Department of Biological Chemistry, University of Michigan, Ann Arbor, MI, USA.
RNA Biol. 2013 Jun;10(6):909-14. doi: 10.4161/rna.24513. Epub 2013 Apr 1.
Ribonuclease P (RNase P) catalyzes the maturation of the 5' end of precursor-tRNAs (pre-tRNA) and is conserved in all domains of life. However, the composition of RNase P varies from bacteria to archaea and eukarya, making RNase P one of the most diverse enzymes characterized. Most known RNase P enzymes contain a large catalytic RNA subunit that associates with one to 10 proteins. Recently, a protein-only form of RNase P was discovered in mitochondria and chloroplasts of many higher eukaryotes. This proteinaceous RNase P (PRORP) represents a new class of metallonucleases. Here we discuss our recent crystal structure of PRORP1 from Arabidopsis thaliana and speculate on the reasons for the replacement of catalytic RNA by a protein catalyst. We conclude, based on an analysis of the catalytic efficiencies of ribonucleoprotein (RNP) and PRORP enzymes, that the need for greater catalytic efficiency is most likely not the driving force behind the replacement of the RNA with a protein catalyst. The emergence of a protein-based RNase P more likely reflects the increasing complexity of the biological system, including difficulties in importation into organelles and vulnerability of organellar RNAs to cleavage.

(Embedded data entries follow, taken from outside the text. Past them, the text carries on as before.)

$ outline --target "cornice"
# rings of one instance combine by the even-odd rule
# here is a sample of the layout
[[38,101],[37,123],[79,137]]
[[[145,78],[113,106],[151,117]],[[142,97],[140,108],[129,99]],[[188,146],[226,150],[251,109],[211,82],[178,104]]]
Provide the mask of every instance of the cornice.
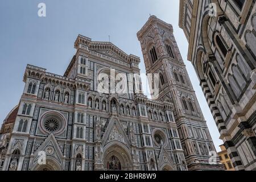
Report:
[[158,27],[172,33],[174,32],[172,26],[171,24],[166,23],[164,21],[156,18],[156,16],[152,15],[150,16],[148,20],[145,24],[137,33],[137,37],[139,41],[141,41],[147,35],[147,33],[155,24],[156,24]]

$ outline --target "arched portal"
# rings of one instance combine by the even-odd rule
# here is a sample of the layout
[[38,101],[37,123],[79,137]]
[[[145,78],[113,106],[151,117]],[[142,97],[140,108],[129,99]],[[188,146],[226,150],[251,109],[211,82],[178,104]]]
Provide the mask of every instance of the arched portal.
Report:
[[[42,163],[41,163],[42,162]],[[61,171],[60,164],[55,160],[46,158],[45,162],[36,161],[31,168],[32,171]]]
[[169,164],[162,165],[161,171],[174,171],[174,169]]
[[103,158],[105,170],[132,170],[131,158],[126,147],[119,142],[114,142],[105,148]]

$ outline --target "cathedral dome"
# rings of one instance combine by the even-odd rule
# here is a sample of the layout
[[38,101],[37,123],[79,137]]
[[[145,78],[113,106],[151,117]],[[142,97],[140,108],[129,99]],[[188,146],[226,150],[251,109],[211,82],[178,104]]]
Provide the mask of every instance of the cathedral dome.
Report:
[[7,115],[6,118],[3,121],[3,124],[10,124],[14,123],[18,110],[19,107],[18,105],[14,107],[14,108],[13,108]]

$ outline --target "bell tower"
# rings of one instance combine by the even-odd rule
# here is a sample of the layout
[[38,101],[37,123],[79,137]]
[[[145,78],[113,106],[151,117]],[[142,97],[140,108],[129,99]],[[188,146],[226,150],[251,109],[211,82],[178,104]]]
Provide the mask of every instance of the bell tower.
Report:
[[172,26],[151,16],[137,33],[137,37],[146,73],[159,75],[159,94],[156,100],[174,105],[175,122],[188,169],[210,168],[210,164],[202,167],[201,164],[206,156],[210,157],[210,151],[215,151],[215,148],[175,41]]

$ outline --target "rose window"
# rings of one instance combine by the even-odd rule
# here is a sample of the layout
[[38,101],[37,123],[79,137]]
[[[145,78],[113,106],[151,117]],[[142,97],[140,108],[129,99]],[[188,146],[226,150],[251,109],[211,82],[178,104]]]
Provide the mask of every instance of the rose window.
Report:
[[55,118],[49,118],[44,122],[44,127],[48,131],[53,133],[60,128],[60,122]]
[[158,133],[156,133],[154,135],[155,140],[158,144],[161,144],[161,141],[163,142],[163,139]]

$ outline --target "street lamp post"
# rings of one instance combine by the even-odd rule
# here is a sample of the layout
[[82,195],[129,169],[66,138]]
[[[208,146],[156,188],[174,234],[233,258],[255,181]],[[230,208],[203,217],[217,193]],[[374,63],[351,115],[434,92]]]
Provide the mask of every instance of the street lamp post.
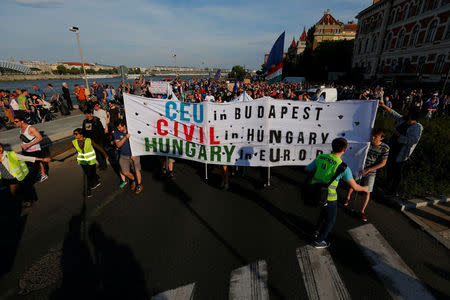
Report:
[[87,76],[86,76],[86,69],[84,68],[83,51],[81,50],[80,36],[78,35],[79,28],[75,27],[75,26],[70,26],[69,30],[72,32],[75,32],[75,34],[77,35],[77,43],[78,43],[78,49],[80,50],[81,65],[83,67],[84,79],[86,80],[86,89],[89,90],[89,82],[88,82]]

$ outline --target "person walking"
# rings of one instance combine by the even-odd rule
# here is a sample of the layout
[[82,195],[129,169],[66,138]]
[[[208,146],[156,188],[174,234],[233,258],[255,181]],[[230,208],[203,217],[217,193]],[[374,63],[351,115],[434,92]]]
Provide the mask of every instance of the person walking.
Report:
[[[102,147],[97,145],[90,138],[85,138],[83,134],[83,130],[81,128],[77,128],[73,131],[73,136],[75,139],[72,143],[68,144],[66,147],[57,151],[50,155],[50,158],[56,157],[66,151],[69,151],[73,148],[77,150],[77,163],[83,169],[84,174],[87,177],[87,196],[92,197],[92,190],[96,189],[101,185],[99,181],[99,176],[96,171],[96,155],[95,150],[102,153],[106,158],[108,155],[103,150]],[[95,149],[95,150],[94,150]]]
[[[25,156],[42,158],[42,148],[39,144],[42,141],[41,133],[34,126],[27,124],[23,115],[18,114],[15,116],[14,124],[20,128],[19,138],[22,141],[22,154]],[[48,176],[45,174],[45,167],[42,161],[39,161],[38,168],[40,173],[39,181],[43,182],[47,180]]]
[[[22,195],[29,195],[32,183],[25,180],[30,172],[25,162],[34,163],[36,160],[49,162],[50,158],[25,156],[14,151],[5,151],[5,147],[0,143],[0,179],[9,188],[12,197],[19,196],[20,189],[23,190]],[[24,199],[23,206],[30,207],[31,199]]]
[[[86,119],[83,121],[83,133],[85,137],[90,138],[101,148],[105,148],[105,129],[99,118],[93,116],[93,112],[90,109],[84,111]],[[100,170],[106,170],[106,158],[102,155],[102,152],[96,150],[97,160]]]
[[[360,172],[361,185],[368,186],[369,192],[365,195],[364,203],[361,208],[361,219],[367,222],[367,216],[365,210],[367,204],[369,204],[370,193],[373,191],[373,186],[375,184],[375,176],[377,175],[377,170],[383,168],[386,165],[387,159],[389,157],[389,146],[383,143],[384,137],[386,135],[386,130],[384,128],[375,128],[372,130],[372,135],[370,137],[370,147],[367,153],[366,162],[364,164],[364,169]],[[353,189],[350,188],[347,193],[347,200],[344,206],[347,206],[350,202],[350,196],[353,193]]]
[[[344,138],[336,138],[331,143],[331,154],[320,154],[307,167],[306,171],[313,174],[311,184],[327,184],[328,192],[326,199],[317,199],[321,201],[320,216],[315,232],[315,240],[313,246],[315,248],[327,248],[330,243],[326,241],[328,234],[334,226],[337,216],[337,187],[339,180],[343,179],[350,187],[358,192],[368,192],[367,186],[360,186],[353,179],[352,172],[349,167],[342,165],[342,155],[347,151],[347,140]],[[339,166],[341,166],[339,168]],[[345,166],[345,169],[344,167]],[[343,170],[342,170],[343,169]],[[317,197],[318,195],[311,195]]]
[[387,107],[384,102],[380,102],[379,106],[385,109],[397,123],[389,143],[391,154],[386,168],[389,180],[386,190],[388,196],[398,196],[406,161],[422,136],[423,126],[417,121],[420,111],[411,108],[402,116],[392,108]]
[[[122,120],[117,124],[117,130],[114,131],[113,138],[119,149],[120,172],[131,181],[131,190],[136,190],[136,194],[140,194],[143,189],[140,157],[131,154],[130,134],[125,121]],[[123,180],[120,187],[123,188],[126,184],[126,180]]]
[[69,87],[67,86],[67,83],[65,83],[65,82],[62,83],[62,92],[63,92],[63,98],[64,98],[64,100],[66,100],[66,103],[67,103],[67,108],[69,108],[69,110],[73,110],[73,104],[72,104],[72,99],[70,98]]

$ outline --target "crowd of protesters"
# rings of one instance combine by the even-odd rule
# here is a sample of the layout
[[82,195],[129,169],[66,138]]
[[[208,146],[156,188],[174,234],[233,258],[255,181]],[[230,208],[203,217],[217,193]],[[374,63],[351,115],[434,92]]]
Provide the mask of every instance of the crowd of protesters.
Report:
[[[278,82],[269,85],[263,81],[237,82],[226,79],[196,78],[172,80],[170,86],[173,95],[180,101],[193,103],[203,101],[233,102],[244,92],[253,99],[268,96],[280,100],[324,101],[321,87],[315,88],[315,85],[309,83]],[[36,130],[30,125],[33,122],[44,121],[43,115],[45,116],[46,112],[43,109],[54,113],[63,99],[69,110],[74,109],[67,84],[63,84],[62,94],[56,92],[51,85],[48,87],[50,93],[47,93],[47,95],[36,86],[33,86],[32,94],[26,90],[16,90],[12,93],[0,91],[2,100],[0,104],[5,116],[21,128],[21,135],[26,136],[28,142],[36,138],[31,146],[38,145],[40,134],[36,134]],[[88,89],[83,85],[75,86],[74,95],[78,100],[79,109],[85,115],[85,120],[80,124],[80,128],[74,130],[74,140],[50,157],[53,158],[70,149],[76,149],[78,164],[83,168],[88,181],[87,196],[92,196],[91,190],[100,185],[99,176],[96,172],[97,163],[100,170],[105,170],[107,169],[107,161],[110,162],[120,177],[120,188],[124,188],[130,183],[132,191],[137,194],[142,191],[140,159],[131,154],[130,134],[127,131],[126,120],[121,107],[124,93],[161,100],[172,97],[172,95],[166,93],[152,94],[150,87],[151,83],[142,76],[132,83],[122,83],[117,87],[117,91],[111,86],[100,85],[95,81]],[[386,136],[385,129],[377,128],[372,133],[368,159],[361,171],[359,181],[362,186],[368,187],[364,190],[366,197],[361,208],[361,219],[367,221],[365,209],[370,199],[370,192],[373,190],[376,170],[387,166],[389,186],[386,187],[386,192],[398,195],[405,162],[411,156],[422,134],[423,127],[418,123],[419,116],[421,114],[426,115],[427,118],[447,116],[449,114],[448,95],[440,96],[439,92],[432,89],[365,87],[358,90],[354,85],[335,84],[329,84],[327,87],[337,89],[338,100],[379,100],[384,114],[392,116],[397,121],[398,126],[395,128],[389,143],[383,142]],[[345,152],[345,150],[342,151]],[[24,155],[36,157],[39,160],[35,167],[40,174],[40,181],[47,179],[43,162],[47,162],[49,158],[44,158],[37,152],[31,154],[27,152],[30,152],[29,148],[24,148]],[[22,156],[18,157],[19,160],[21,158]],[[27,161],[32,162],[33,160],[27,159]],[[174,162],[175,160],[172,158],[161,159],[163,176],[174,177]],[[311,170],[314,170],[314,168],[311,167]],[[226,166],[223,167],[222,178],[221,187],[227,188],[228,168]],[[350,179],[350,175],[347,174],[345,180],[349,181]],[[353,188],[355,187],[357,188],[357,186]],[[344,205],[348,205],[351,194],[352,190],[349,191]],[[322,242],[326,235],[322,233],[318,242]]]

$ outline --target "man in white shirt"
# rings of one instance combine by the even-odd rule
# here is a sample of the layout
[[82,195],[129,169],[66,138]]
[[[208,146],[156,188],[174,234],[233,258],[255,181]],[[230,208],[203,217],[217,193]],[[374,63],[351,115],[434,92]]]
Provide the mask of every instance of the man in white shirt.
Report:
[[94,116],[100,119],[100,122],[102,122],[103,129],[105,129],[105,133],[108,133],[108,113],[100,108],[100,104],[98,102],[94,105]]
[[207,102],[214,102],[215,98],[211,95],[211,91],[208,92],[208,95],[205,97],[205,101]]

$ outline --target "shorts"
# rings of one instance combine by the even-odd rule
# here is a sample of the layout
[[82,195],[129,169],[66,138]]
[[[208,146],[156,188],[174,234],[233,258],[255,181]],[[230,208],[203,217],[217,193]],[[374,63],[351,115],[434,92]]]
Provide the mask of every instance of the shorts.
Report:
[[2,178],[2,182],[4,185],[9,186],[11,184],[19,184],[19,180],[17,180],[16,178],[13,179],[6,179],[6,178]]
[[167,156],[160,156],[159,157],[161,163],[166,163],[166,160],[169,162],[169,164],[173,164],[175,162],[175,158],[167,157]]
[[128,173],[131,170],[140,171],[141,170],[141,160],[139,156],[136,156],[135,160],[131,159],[131,156],[120,156],[119,158],[120,170],[122,173]]
[[42,157],[42,150],[39,150],[39,151],[33,151],[33,152],[22,151],[22,155],[23,155],[23,156],[30,156],[30,157],[43,158],[43,157]]
[[361,178],[360,185],[368,186],[369,193],[372,193],[372,191],[373,191],[373,186],[375,184],[375,177],[376,177],[375,175],[369,175],[369,176],[364,176]]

核糖核酸酶 P(RNase P)催化前体 tRNA(pre-tRNA)5'端的成熟,存在于所有生命领域中。然而,RNase P 的组成在细菌、古菌和真核生物中有所不同,使其成为最具多样性的酶之一。大多数已知的 RNase P 酶包含一个与一个到十个蛋白质结合的大型催化 RNA 亚基。最近,在许多高等真核生物的线粒体和叶绿体中发现了一种仅由蛋白质组成的 RNase P。这种蛋白 RNase P(PRORP)代表了一类新的金属核酸酶。在这里,我们讨论了我们最近从拟南芥中获得的 PRORP1 的晶体结构,并推测了用蛋白质催化剂替代催化 RNA 的原因。我们根据核糖核蛋白(RNP)和 PRORP 酶的催化效率分析得出结论,对更高催化效率的需求不太可能是用蛋白质催化剂替代 RNA 的驱动力。蛋白质基 RNase P 的出现更可能反映了生物系统复杂性的增加,包括导入细胞器的困难和细胞器 RNA 易被切割的脆弱性。